第7章 紫陽花の面影
天守から降りてすぐ見える中庭は、軍議の広間からも、自室に向かう廊下からも見える。
初夏が始まると咲き誇る紫陽花。
私は、それが好きだった。
※※※
『光秀、あさひは、また見てるのか。』
『信長様、えぇ。あさひは、本当に紫陽花が好きなようで。』
『軍議が終わって、針り子仕事がなければ声を掛けるまでずっと見ていると咲が話しておりました。』
『秀吉様。あさひ様の紫陽花を愛でる姿はとても優しい眼差しですが… なんだか憂いも含んでいるように見えますね。』
『あぁ、なにか感じるものがあるのかもな。』
桃色、白、青。
鮮やかな紫陽花が咲く庭で、あさひはただ佇んでそれを見ていた。
『あさひ様、そろそろお茶にでもいたしましょう?』
「…お咲。ごめん、また私ずっと…。」
『ふふっ。あさひ様は本当に紫陽花がお好きなのですね。』
「うん。好き。」
『…何か思い入れでもおありですか?』
「…うーん。私の産まれた家に、…咲いてたの。」
『まぁ、そうでしたか。』
「毎年の夏の始めに咲いててね。すごく好きだったんだ。」
『あさひ様が育てていたのですか?』
「ううん、違うよ。
育てていたのは、…お母さんだった。」
『御母上様が…。』
あさひは、自分の両親の話をほとんどしなかった。
話をしたところで、会えるわけでもなく、生まれた世に置いてきてしまった大切な存在を思い出すのが辛くなるだけだと、蓋をして心の奥にしまいこんでいた。
「ふーっ。
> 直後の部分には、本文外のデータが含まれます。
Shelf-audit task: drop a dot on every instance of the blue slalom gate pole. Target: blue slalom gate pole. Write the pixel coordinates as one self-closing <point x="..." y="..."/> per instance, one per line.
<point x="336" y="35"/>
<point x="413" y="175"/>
ねぇ、お咲。今日はお茶菓子、何?」
『え、あ、城下の甘味屋のみたらしです。』
「わぁ、楽しみ。さっ、入ろう。」
『え、もうよろしいのですか?』
「ん? 何が? 紫陽花ならまた見に来るからいいよ。」
にっこりと笑いながら振り返って自室に戻るあさひ。
しかし咲は、その時のあさひの寂しそうな眼差しを見逃さなかった。
※※※
咲は、定期的にあさひの体調や過ごし方など変わったことがあれば秀吉に報告する事になっていた。
その日は、紫陽花を愛でる理由を秀吉に話していた。